4. Object-Oriented Model and Relationships
The interrelationship among tables can be graphically represented using an Object-Oriented model, showcasing relationships as follows:
- 1:M (One-to-Many): Employee to Invoice, where one employee can have multiple invoices.
- 1:1 (One-to-One): Department to Job, where each job can be designated to one department.
- M:1 (Many-to-One): InvoiceLine to Invoice, where multiple invoice line items can belong to one invoice.
5. Entities and Attributes
The entities within these data sets include:
- Employee: EmpNumber, EmpFirstName, EmpLastName, CommissionRate, YrlySalary, DepartmentID, JobID.
- Invoice: InvNumber, InvDate, EmpNumber, InvAmount.
- Product: ProductNumber, ProductDescription, ProductCost.

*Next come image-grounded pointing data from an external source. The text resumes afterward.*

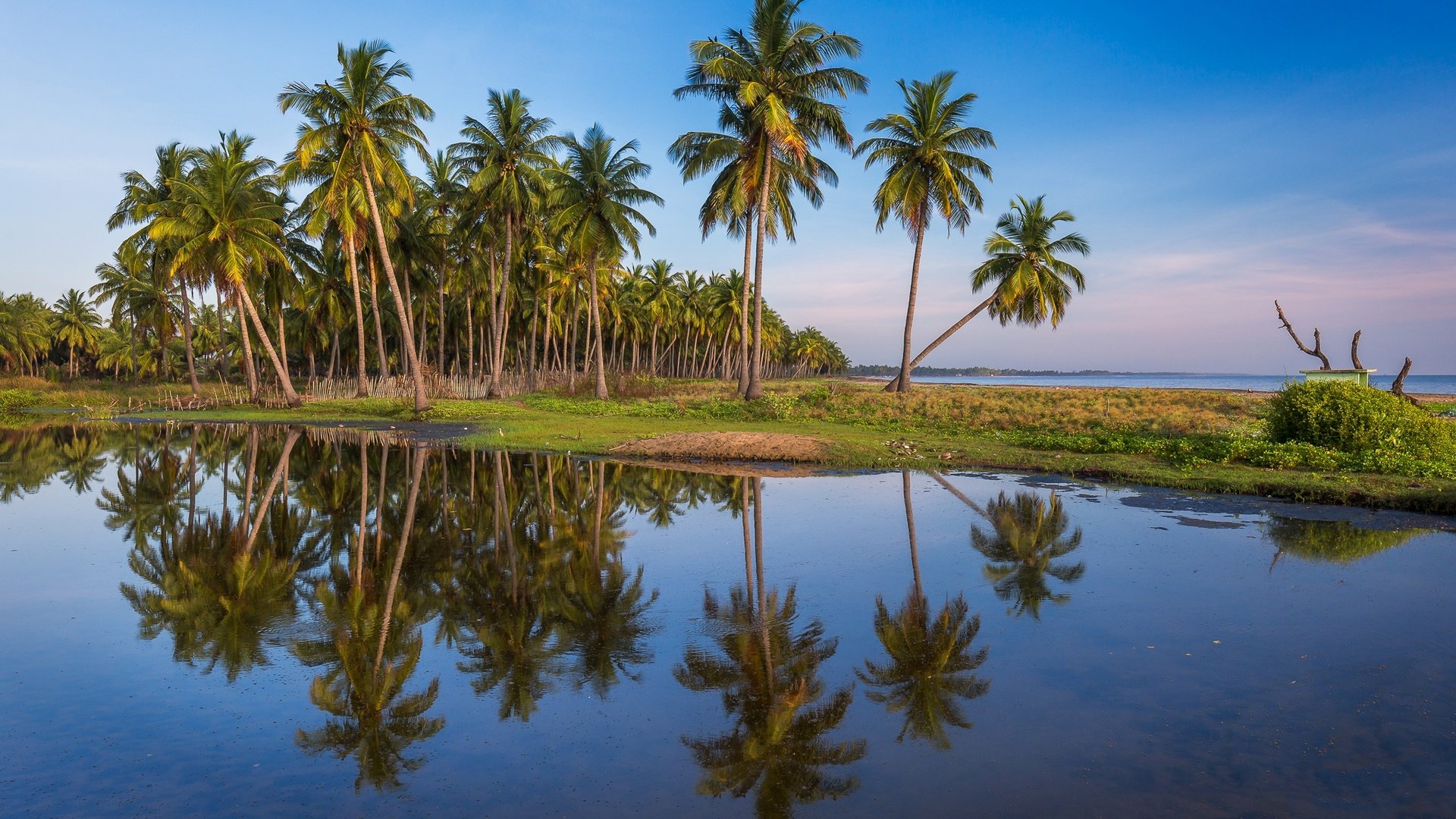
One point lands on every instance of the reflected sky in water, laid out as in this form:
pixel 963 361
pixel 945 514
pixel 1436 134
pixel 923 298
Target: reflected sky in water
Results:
pixel 278 621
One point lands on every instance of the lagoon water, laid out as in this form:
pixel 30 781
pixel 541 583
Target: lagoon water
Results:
pixel 270 621
pixel 1417 384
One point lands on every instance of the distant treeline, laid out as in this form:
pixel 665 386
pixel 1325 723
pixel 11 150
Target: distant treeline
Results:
pixel 890 371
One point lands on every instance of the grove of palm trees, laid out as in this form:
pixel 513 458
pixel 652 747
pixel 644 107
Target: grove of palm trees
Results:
pixel 370 261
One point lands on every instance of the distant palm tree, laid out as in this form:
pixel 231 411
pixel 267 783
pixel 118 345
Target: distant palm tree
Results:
pixel 1031 283
pixel 929 172
pixel 598 200
pixel 780 72
pixel 370 124
pixel 74 322
pixel 229 223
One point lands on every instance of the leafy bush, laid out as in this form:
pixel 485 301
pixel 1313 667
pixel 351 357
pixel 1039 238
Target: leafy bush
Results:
pixel 14 401
pixel 1353 419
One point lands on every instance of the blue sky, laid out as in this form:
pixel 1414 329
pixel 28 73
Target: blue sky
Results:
pixel 1216 158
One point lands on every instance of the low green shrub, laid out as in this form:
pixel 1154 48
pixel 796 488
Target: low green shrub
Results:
pixel 1353 419
pixel 14 401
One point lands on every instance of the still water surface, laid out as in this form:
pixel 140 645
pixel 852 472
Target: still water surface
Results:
pixel 270 621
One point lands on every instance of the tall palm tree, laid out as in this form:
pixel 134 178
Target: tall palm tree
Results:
pixel 598 197
pixel 780 72
pixel 504 159
pixel 1031 283
pixel 929 171
pixel 74 322
pixel 228 222
pixel 142 203
pixel 1028 535
pixel 372 124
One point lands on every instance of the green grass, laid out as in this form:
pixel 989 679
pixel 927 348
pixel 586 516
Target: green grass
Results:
pixel 1201 441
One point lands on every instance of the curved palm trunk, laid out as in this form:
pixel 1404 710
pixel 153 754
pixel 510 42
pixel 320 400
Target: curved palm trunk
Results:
pixel 743 314
pixel 273 488
pixel 421 403
pixel 187 341
pixel 761 229
pixel 903 381
pixel 400 556
pixel 596 321
pixel 894 382
pixel 248 349
pixel 273 353
pixel 915 556
pixel 379 318
pixel 359 312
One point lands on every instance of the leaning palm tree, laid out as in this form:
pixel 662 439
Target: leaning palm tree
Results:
pixel 504 159
pixel 780 72
pixel 74 322
pixel 598 197
pixel 929 171
pixel 370 124
pixel 1031 283
pixel 228 222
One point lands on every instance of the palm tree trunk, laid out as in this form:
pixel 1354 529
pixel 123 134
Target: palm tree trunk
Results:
pixel 273 488
pixel 915 362
pixel 743 314
pixel 262 334
pixel 359 311
pixel 903 382
pixel 248 349
pixel 421 403
pixel 761 228
pixel 400 556
pixel 596 321
pixel 915 556
pixel 187 341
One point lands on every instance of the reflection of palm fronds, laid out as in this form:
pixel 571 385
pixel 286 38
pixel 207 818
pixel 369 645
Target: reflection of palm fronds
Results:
pixel 930 667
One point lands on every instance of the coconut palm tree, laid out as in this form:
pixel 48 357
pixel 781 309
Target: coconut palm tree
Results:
pixel 370 124
pixel 504 159
pixel 228 222
pixel 598 200
pixel 1031 283
pixel 74 322
pixel 929 171
pixel 780 72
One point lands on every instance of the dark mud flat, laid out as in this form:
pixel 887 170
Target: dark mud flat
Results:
pixel 261 620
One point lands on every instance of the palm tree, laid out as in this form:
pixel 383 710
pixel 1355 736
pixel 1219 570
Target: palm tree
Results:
pixel 504 159
pixel 731 199
pixel 1031 283
pixel 780 72
pixel 370 124
pixel 598 197
pixel 143 202
pixel 74 322
pixel 228 222
pixel 1028 534
pixel 929 172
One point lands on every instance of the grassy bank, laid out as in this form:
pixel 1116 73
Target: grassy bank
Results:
pixel 1204 441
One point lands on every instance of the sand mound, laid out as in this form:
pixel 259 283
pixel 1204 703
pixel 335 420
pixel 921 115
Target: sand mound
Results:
pixel 728 447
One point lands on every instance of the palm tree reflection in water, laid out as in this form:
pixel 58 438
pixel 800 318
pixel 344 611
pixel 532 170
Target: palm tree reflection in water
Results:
pixel 930 670
pixel 766 670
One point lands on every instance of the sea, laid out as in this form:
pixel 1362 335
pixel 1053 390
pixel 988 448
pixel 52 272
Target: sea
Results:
pixel 1417 384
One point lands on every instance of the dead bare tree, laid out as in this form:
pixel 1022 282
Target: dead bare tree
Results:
pixel 1324 360
pixel 1398 387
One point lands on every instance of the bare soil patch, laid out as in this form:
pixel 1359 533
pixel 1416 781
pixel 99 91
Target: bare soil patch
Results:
pixel 728 447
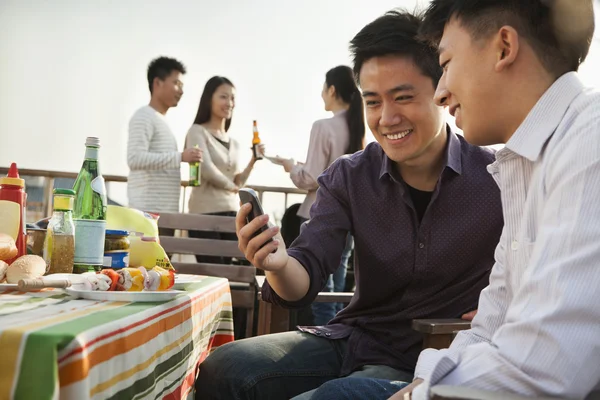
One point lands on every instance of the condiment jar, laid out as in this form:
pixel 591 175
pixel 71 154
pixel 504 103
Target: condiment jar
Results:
pixel 59 245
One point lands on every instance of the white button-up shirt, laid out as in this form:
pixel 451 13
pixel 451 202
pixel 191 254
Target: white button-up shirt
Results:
pixel 537 331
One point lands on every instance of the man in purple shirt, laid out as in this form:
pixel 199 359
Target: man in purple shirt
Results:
pixel 425 215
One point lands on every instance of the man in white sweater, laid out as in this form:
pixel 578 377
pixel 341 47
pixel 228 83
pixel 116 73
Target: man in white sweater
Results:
pixel 154 182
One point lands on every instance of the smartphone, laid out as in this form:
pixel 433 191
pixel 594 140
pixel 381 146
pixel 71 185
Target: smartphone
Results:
pixel 250 196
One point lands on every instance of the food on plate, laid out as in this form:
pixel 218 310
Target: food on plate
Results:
pixel 160 279
pixel 25 267
pixel 3 268
pixel 138 279
pixel 8 248
pixel 97 282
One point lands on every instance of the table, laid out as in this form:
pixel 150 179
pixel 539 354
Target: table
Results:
pixel 54 346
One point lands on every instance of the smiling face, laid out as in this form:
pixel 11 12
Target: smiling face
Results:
pixel 223 101
pixel 469 87
pixel 401 111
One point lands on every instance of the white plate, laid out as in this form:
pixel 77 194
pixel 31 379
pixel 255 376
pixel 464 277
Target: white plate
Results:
pixel 182 281
pixel 125 296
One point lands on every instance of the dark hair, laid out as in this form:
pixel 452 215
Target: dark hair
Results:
pixel 162 67
pixel 205 107
pixel 538 21
pixel 395 33
pixel 342 79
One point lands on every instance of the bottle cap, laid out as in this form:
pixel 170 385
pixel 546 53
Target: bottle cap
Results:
pixel 12 178
pixel 91 141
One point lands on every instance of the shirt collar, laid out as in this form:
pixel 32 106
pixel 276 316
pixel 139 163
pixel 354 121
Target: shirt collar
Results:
pixel 453 156
pixel 543 119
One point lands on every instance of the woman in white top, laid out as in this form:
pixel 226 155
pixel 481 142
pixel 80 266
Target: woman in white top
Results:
pixel 220 173
pixel 331 138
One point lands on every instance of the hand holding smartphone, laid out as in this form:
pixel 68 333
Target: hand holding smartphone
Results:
pixel 250 196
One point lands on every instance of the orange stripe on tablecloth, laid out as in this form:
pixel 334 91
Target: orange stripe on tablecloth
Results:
pixel 79 369
pixel 10 343
pixel 80 349
pixel 132 371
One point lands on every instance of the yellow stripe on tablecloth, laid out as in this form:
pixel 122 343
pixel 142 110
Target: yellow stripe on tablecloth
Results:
pixel 11 344
pixel 140 367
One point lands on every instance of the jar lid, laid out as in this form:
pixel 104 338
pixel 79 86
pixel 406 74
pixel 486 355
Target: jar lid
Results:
pixel 67 192
pixel 116 232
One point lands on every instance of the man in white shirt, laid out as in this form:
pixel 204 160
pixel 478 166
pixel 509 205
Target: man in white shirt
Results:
pixel 510 77
pixel 154 182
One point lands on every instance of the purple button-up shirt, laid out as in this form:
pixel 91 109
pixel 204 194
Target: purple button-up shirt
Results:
pixel 404 270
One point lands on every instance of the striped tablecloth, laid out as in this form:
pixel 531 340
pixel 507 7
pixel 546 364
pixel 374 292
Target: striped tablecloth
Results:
pixel 53 346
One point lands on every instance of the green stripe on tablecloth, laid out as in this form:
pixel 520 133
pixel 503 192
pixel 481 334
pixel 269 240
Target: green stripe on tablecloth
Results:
pixel 42 347
pixel 144 386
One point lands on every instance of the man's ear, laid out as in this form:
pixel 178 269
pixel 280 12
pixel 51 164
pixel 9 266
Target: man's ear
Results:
pixel 506 44
pixel 331 91
pixel 155 83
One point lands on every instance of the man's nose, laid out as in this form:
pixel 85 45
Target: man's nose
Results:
pixel 389 116
pixel 442 94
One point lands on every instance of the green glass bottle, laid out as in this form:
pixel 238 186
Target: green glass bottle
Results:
pixel 194 173
pixel 89 212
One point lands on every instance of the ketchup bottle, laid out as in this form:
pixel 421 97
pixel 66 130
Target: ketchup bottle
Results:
pixel 12 191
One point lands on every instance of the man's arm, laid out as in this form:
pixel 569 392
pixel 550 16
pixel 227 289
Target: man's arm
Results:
pixel 549 342
pixel 491 312
pixel 319 247
pixel 138 155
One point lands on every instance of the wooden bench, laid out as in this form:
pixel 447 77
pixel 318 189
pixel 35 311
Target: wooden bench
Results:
pixel 275 319
pixel 439 333
pixel 242 278
pixel 444 392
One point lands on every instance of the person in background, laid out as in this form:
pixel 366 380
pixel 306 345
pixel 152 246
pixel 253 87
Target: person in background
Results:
pixel 425 216
pixel 154 182
pixel 330 138
pixel 221 176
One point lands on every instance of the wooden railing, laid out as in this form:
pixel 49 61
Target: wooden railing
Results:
pixel 50 176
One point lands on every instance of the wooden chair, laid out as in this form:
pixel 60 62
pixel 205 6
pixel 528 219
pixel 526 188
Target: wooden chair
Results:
pixel 242 278
pixel 438 334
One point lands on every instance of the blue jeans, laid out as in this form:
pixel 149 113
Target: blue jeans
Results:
pixel 352 388
pixel 324 312
pixel 279 366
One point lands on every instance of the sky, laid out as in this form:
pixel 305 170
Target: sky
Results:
pixel 72 69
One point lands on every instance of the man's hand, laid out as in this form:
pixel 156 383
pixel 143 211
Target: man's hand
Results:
pixel 262 258
pixel 288 164
pixel 406 390
pixel 469 316
pixel 191 154
pixel 261 151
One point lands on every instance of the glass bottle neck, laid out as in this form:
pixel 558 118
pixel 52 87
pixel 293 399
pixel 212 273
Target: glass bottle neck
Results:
pixel 91 153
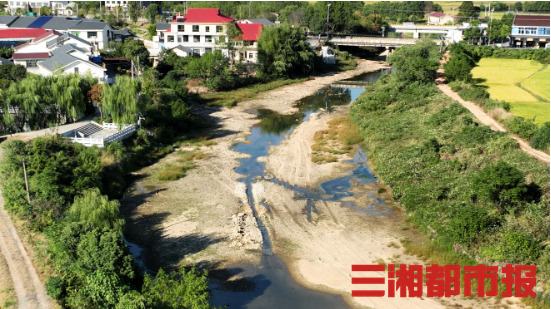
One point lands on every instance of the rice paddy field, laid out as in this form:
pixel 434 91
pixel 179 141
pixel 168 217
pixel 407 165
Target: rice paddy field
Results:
pixel 523 83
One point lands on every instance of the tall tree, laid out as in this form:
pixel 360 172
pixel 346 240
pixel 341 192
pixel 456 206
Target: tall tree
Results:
pixel 134 10
pixel 282 52
pixel 123 100
pixel 416 63
pixel 152 12
pixel 467 11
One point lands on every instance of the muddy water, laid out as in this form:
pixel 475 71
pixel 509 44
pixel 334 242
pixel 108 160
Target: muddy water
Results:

- Department: DepartmentID, DepartmentDescription.
- Job: JobID, JobDescription.
6. Utilization of Big Data
Big Data can significantly enhance the productivity and forecasting capabilities of the organization through:
- Predictive Analytics: Analyzing historical purchase data to determine future trends, enhancing inventory management.
- Customer Insights: Leveraging customer data to refine marketing strategies, specifically targeting demographics with relevant promotions.
- Operational Efficiency: Streamlining operations based on data-driven metrics, thereby improving turnaround times for sales and logistics.
Conclusion
This analysis has provided a comprehensive overview of the necessary strategies for database design and management, focusing on sales commission processing and the broader implications of data integrity and utilization of analytics.
References
- Elmasri, R., & Navathe, S. B. (2015). Fundamentals of Database Systems. Pearson.
- Rob, P., & Coronel, C. (2016). Database Systems: Design, Implementation, & Management. Cengage Learning.
- Date, C. J. (2012). An Introduction to Database Systems. Pearson.
- Hoffer, J. A., Venkataraman, R., & Topi, H. (2013). Modern Database Management. Pearson.
- Connolly, T. M., & Begg, C. (2015). Database Systems: A Practical Approach to Design, Implementation, and Management. Pearson.
- Hernandez, M. J. (2020). Data Management for Researchers: Organize, Maintain and Share Your Data for Research Success. Facet Publishing.
- McKinsey Global Institute. (2011). Big Data: The Next Frontier for Innovation, Competition, and Productivity.
- IBM. (2013). A New Era of Data. IBM Big Data Analytics.
- Oracle. (2020). Cloud Applications and Data Management Solutions.
- Microsoft. (2021). Azure Data Services: Modern Data Management and Analytics.